Location
- Country: United States
- State: West Virginia
- Counties: Roane, Calhoun

Physical characteristics
- • location: southeast of Tariff, southeastern Roane County
- • coordinates: 38°38′14″N 81°10′03″W﻿ / ﻿38.6373168°N 81.1676141°W
- • elevation: 1,181 ft (360 m)
- Mouth: West Fork Little Kanawha River
- • location: Boundary of Calhoun and Roane counties at Rocksdale
- • coordinates: 38°50′36″N 81°13′14″W﻿ / ﻿38.8434204°N 81.2206722°W
- • elevation: 673 ft (205 m)
- Length: 21.8 mi (35.1 km)
- Basin size: 91 sq mi (240 km^{2})

Basin features
- • right: Beech Fork

= Henry Fork (West Virginia) =

The Henry Fork is a tributary of the West Fork Little Kanawha River, 21.8 mi long, in west-central West Virginia in the United States. Via the West Fork and the Little Kanawha and Ohio rivers, it is part of the watershed of the Mississippi River, draining an area of 91 sqmi in a rural region on the unglaciated portion of the Allegheny Plateau.

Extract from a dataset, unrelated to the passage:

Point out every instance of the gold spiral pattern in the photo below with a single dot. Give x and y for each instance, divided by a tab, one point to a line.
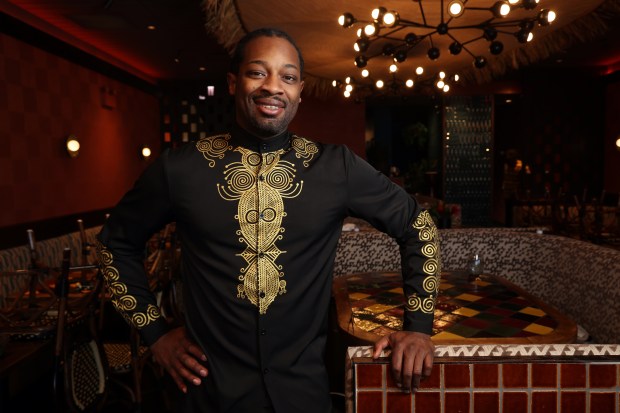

The Henry Fork rises southeast of the community of Tariff in southeastern Roane County and flows generally northward, through Tariff and Linden. From the mouth of its tributary the Beech Fork, it flows along the boundary of Roane and Calhoun counties for the remainder of its course, to its mouth at Rocksdale, where it flows into the West Fork from the south.